This work caused some serious privacy issues. Jan Kautz, vice president of learning and perception research at Nvidia, said: “The artificial intelligence community has a misleading sense of security when sharing trained deep neural network models.”
In theory, this attack can be applied to other data related to individuals, such as biometrics or medical data. On the other hand, Webster pointed out that people can also use the technology to check whether their data is used to train artificial intelligence without their consent.
Artists can check whether their work has been used to train GAN in commercial tools, he said: “You can use methods like ours as proof of copyright infringement.”
This process can also be used to ensure that GAN does not expose private data in the first place. Before release, GAN can use the same technology developed by researchers to check whether the work it creates is similar to the real examples in the training data.
However, Kautz said, this assumes that you can master the training data. He and his colleagues at Nvidia came up with a different way to disclose private data, including images of faces and other objects, medical data, etc., without the need to access training data.
Instead, they developed an algorithm that can recreate the data that the trained model has been exposed to. Reversing the steps of the model When processing the data. Take a well-trained image recognition network as an example: in order to recognize the content in the image, the network passes it to a series of artificial neuron layers, each layer extracts different levels of information, from abstract edges to shapes, to more Recognized characteristics.

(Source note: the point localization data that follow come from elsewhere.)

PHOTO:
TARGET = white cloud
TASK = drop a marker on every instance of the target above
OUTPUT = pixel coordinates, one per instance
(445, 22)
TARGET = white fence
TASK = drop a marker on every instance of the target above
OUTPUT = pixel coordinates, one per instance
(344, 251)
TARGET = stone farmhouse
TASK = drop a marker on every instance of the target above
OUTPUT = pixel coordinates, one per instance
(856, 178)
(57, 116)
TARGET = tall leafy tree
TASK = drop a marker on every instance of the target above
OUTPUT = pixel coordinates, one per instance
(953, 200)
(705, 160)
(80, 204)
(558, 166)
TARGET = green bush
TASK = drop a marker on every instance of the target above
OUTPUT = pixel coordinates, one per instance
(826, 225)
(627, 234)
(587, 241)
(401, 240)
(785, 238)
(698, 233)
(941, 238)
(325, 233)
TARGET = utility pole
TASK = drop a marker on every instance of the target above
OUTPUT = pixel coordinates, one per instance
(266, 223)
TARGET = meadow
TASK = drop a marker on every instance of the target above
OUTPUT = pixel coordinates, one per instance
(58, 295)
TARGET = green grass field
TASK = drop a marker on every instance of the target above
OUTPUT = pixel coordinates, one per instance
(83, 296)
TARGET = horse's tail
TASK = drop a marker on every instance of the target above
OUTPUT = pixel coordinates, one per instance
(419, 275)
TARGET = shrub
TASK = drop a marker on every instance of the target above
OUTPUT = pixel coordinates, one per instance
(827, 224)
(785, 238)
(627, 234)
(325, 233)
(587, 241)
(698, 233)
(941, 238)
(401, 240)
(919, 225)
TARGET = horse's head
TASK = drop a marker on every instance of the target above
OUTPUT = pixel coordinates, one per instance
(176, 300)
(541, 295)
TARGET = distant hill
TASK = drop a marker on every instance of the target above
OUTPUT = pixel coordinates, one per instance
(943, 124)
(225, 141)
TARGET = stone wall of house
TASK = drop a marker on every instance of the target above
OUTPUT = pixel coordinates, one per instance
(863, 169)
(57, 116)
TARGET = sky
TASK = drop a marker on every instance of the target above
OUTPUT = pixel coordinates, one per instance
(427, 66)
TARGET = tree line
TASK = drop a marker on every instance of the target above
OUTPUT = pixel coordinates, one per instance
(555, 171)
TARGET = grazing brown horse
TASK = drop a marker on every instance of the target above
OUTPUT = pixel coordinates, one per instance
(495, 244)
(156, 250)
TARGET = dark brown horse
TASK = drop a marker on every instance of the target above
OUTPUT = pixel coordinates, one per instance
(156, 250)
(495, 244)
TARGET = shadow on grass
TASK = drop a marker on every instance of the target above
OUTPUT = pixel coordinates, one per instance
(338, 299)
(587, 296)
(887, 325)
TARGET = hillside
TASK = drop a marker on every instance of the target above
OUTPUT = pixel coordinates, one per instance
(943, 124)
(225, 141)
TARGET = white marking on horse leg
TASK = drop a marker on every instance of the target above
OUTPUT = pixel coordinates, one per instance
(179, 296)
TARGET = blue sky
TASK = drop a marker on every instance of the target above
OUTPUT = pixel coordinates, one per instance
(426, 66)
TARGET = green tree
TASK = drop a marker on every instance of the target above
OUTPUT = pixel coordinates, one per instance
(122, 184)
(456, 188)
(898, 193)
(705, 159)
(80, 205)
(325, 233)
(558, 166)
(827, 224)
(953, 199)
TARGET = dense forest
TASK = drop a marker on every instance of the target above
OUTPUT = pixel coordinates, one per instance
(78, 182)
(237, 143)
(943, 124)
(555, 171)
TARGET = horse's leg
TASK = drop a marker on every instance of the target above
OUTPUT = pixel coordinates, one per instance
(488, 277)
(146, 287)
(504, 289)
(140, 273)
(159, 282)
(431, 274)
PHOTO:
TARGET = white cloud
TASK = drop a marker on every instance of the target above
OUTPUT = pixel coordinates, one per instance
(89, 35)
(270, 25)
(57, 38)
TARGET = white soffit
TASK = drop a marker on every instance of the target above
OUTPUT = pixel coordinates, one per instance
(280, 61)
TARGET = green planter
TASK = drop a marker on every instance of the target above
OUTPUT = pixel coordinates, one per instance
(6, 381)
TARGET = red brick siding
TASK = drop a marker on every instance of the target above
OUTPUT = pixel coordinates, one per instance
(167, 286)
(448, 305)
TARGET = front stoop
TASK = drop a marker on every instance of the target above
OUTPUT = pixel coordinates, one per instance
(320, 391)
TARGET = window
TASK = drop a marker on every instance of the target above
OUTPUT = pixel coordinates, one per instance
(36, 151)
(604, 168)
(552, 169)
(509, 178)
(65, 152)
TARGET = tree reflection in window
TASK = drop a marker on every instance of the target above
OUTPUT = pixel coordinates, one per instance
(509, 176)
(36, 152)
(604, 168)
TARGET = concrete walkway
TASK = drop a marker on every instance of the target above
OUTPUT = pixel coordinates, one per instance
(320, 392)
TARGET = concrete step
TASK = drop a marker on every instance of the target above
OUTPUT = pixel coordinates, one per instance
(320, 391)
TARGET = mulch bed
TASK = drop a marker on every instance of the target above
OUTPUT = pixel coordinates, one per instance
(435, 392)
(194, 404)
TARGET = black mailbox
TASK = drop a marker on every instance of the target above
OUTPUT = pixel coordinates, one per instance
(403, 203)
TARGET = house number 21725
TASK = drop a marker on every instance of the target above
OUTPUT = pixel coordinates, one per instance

Kautz’s team discovered that they can interrupt the model and reverse its direction in the middle of these steps, recreating the input image from the model’s internal data. They tested the technology on various common image recognition models and GANs. In a test, they showed that they can accurately reconstruct images from ImageNet, which is one of the most famous image recognition datasets.
Like Webster’s work, the recreated image is very similar to the real image. “We were surprised by the final quality,” Kautz said.
Researchers believe that this attack is not just hypothetical. Smartphones and other small devices are beginning to use more artificial intelligence. Due to battery and memory limitations, the AI model sometimes only performs half of the processing on the device itself, and the semi-execution model is sent to the cloud for final calculation. This method is called split calculation. Kautz said that most researchers believe that split computing will not reveal any private data in a person’s phone, because only the artificial intelligence model is shared. But his attack shows that this is not the case.
Kautz and his colleagues are now trying to figure out ways to prevent the model from leaking private data. He said that we want to understand the risks in order to minimize loopholes.
Although they used very different techniques, he believed that his work and Webster’s work complemented each other. Webster’s team showed that private data can be found in the output of the model; Kautz’s team showed that private data can be revealed by reversing and recreating the input. “Exploring two directions is important to better understand how to prevent attacks,” Kautz said.